Hi, I'm looking for replacement for our current mo...
# general
ł
Hi, I'm looking for replacement for our current monitoring/obervability stack. Currently we are grabbing metrics and logs using metricbeat and filebeat (and some other beats) and sending them to ELK stack. Can we achieve something similar with SigNoz? Currently I see it supports only pull base data (like Prometheus) but I would like to push all data into some public endpoint from monitoring system (like Logstash do). The best will be if we can stay with metricbeat and filebeat and just change the endpoint. In general I would like to build one monitoring system i central location and send there data from all other environments.
n
Hi you can easily forward your logs from logstash to Signoz, for that you can follow this guide https://signoz.io/docs/userguide/logstash_to_signoz
ł
Great. But... I'm not sure if I would like to stay with logstash 😉 So I'm looking for all possibilities to choose the best one. I found that there is fluentforward receiver which is doings something what I want but for FluenD/Bit, etc. Other option is to build Kafka and send all data there and then grab it from SigNoz (it will add queue possibilities as I understand). I saw that CloudFlare is using Kafka between servers and Clickhouse db. Are there any other/better/easier ways to stay with environments which will only send data to some endpoint?
n
yeah😄, the logstash guide helps you to do a quick POC without changing much in your existing architecture. What’s your environment btw, if it’s k8s then all the logs are automatically collected from the host. This uses the architecture mentioned here

https://signoz.io/assets/images/n_collectors-af31d02c2a41866aca6410976c4e4c86.png

Also, what is the scale that you are currently running, something like the size of logs per hour will help us 🙂
ł
We work only with VMs. 20 datacenters, 20-1500 servers each.

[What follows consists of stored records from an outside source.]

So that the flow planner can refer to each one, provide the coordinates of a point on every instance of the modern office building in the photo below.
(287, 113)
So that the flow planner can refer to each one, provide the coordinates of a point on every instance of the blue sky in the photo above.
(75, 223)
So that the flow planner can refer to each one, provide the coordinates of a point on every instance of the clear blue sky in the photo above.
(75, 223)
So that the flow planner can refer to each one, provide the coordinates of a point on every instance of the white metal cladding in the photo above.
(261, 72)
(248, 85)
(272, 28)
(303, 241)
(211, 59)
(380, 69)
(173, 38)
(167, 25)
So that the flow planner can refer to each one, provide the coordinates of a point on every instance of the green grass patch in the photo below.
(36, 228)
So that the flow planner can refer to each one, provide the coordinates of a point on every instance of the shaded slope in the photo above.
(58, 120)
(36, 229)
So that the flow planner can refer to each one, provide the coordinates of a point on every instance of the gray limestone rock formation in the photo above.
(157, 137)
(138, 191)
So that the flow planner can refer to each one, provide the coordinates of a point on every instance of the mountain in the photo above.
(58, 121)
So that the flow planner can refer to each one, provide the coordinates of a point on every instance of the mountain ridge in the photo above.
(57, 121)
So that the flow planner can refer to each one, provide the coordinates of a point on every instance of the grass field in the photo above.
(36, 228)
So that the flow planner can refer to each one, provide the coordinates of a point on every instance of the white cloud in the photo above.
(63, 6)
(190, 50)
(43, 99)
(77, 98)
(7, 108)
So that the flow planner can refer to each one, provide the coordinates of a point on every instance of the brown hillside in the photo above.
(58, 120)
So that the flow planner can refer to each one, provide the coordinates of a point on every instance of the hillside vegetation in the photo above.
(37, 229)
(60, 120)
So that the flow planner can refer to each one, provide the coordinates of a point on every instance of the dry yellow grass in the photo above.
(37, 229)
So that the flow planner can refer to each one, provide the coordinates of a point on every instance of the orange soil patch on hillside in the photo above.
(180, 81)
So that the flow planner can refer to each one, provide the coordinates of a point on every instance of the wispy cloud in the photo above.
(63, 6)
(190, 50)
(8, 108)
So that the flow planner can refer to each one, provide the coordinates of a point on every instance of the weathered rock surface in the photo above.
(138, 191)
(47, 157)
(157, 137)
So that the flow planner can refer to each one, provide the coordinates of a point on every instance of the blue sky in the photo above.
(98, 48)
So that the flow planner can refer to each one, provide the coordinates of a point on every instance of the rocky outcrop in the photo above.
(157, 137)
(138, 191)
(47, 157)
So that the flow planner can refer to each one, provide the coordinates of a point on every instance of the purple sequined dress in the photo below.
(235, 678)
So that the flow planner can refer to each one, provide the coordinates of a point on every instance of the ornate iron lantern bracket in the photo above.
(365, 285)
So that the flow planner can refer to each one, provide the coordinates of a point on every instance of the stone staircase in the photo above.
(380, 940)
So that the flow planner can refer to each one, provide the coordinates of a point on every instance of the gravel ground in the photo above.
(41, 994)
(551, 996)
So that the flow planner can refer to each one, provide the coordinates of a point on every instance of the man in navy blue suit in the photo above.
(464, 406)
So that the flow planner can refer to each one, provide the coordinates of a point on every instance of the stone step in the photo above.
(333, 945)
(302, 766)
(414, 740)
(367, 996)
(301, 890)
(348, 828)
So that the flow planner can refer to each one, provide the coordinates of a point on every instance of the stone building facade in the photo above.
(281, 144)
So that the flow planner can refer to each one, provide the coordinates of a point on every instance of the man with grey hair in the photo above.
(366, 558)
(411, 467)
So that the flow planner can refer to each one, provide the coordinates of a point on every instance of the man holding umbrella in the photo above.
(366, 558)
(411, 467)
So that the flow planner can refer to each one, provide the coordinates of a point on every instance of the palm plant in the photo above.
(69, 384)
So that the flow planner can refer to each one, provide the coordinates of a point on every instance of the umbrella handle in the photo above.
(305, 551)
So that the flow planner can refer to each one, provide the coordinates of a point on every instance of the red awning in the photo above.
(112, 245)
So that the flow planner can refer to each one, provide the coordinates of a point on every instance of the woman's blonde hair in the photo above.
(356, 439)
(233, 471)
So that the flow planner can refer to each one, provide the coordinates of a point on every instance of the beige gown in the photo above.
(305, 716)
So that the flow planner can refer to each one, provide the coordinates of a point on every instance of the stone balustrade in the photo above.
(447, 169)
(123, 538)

ELK is outsourced and because it's not storing data in one of our datacenters we need to find some solution for storing all the data in our datacenter (and current solution could not be moved). We have around 300 GB logs a day and ~10k metrics and it's doubling every year.
And I need solution for the next 5 years at least.
n
If I understand correctly, you want to collect logs from all the servers present in all the 20 datacenters and store them in a single datacenter right?
ł
Correct.
n
So the problems that you are looking to solve is • Move from outsourced to In-house management. • Should be able to handle the rate of data which is doubling every year for the next 5 years. Any other requirements that you have / pain points that you have with the existing systems?
You can start with a 16CPU machine for signoz, and deploy otel collector agents in all your VMs which will push data to the signoz otel collector ex :-

link

. From our tests, a 16CPU machine is easily able to handle 300+GB logs/hour, which should easily handle your scale.
ł
When there is reason to put Kafka in between source and destination?
Shouldn't it be included within SigNoz?
How can it be scaled out? If we add more pods for clickhouse will it re-shard all data?
n
The scale that you are working with would work fine without Kafka as of now but can be added later. @Ankit Nayan you want to add anything here.
Support for distributed/sharded clickhouse is a work in progress and should be out soon.
ł
The least changes in current solution will be to move elastic beats output (metricbeat/filebeat/etc) to Kafka, Redis or Logstash. Since I don't have any of them currently I will need to build competency how to install and maintain in. Other solution is to move from beats into fluentd, but I'm not sure if all of our sources will be covered (we have also auditbeat and winlogbeat). And the best solution will be to have Kafka/Redis/Logstash (or any other beats output) withing SigNoz.
I'm looking for solution where I don't need to learn a lot to use it and it will be good enough out of the box 🙂 Currently SigNoz is close to it thats why I'm here.
n
So basically you are thinking of an architecture where • flow of data is something like
beats -> kafka -> signoz
right ?
ł
Yes. Or something similar. We are thinking about using Redis for some caching purposes so it can be it as we need to start using it. I just saw that cloudflare is using Kafka.
n
One of the reasons they have kafka is because they generate about 800k logs/s. So I would say they would require Kafka as a broker to scale up and down the consumers as they require and add make things more resilient. Also, it helps with things like dead letter queue etc. But again the best thing you can do is try simulating your load and doing a POC which will help you boost your confidence. You can start without Kafka as of now. We will be happy to help anywhere you face an issue. Kafka is definitely something we at SigNoz have in our plan 🙂
ł
I will do the POC. Mostly for traces from applications. I'm looking for best solution to switch current logs and metrics flow. If there will we Redis or Kafka within SigNoz then I can just change endpoint in current beats configuration and all will be working. For all other scenarios I need to build Redis or Kafka on my own. And it is currently stopping me...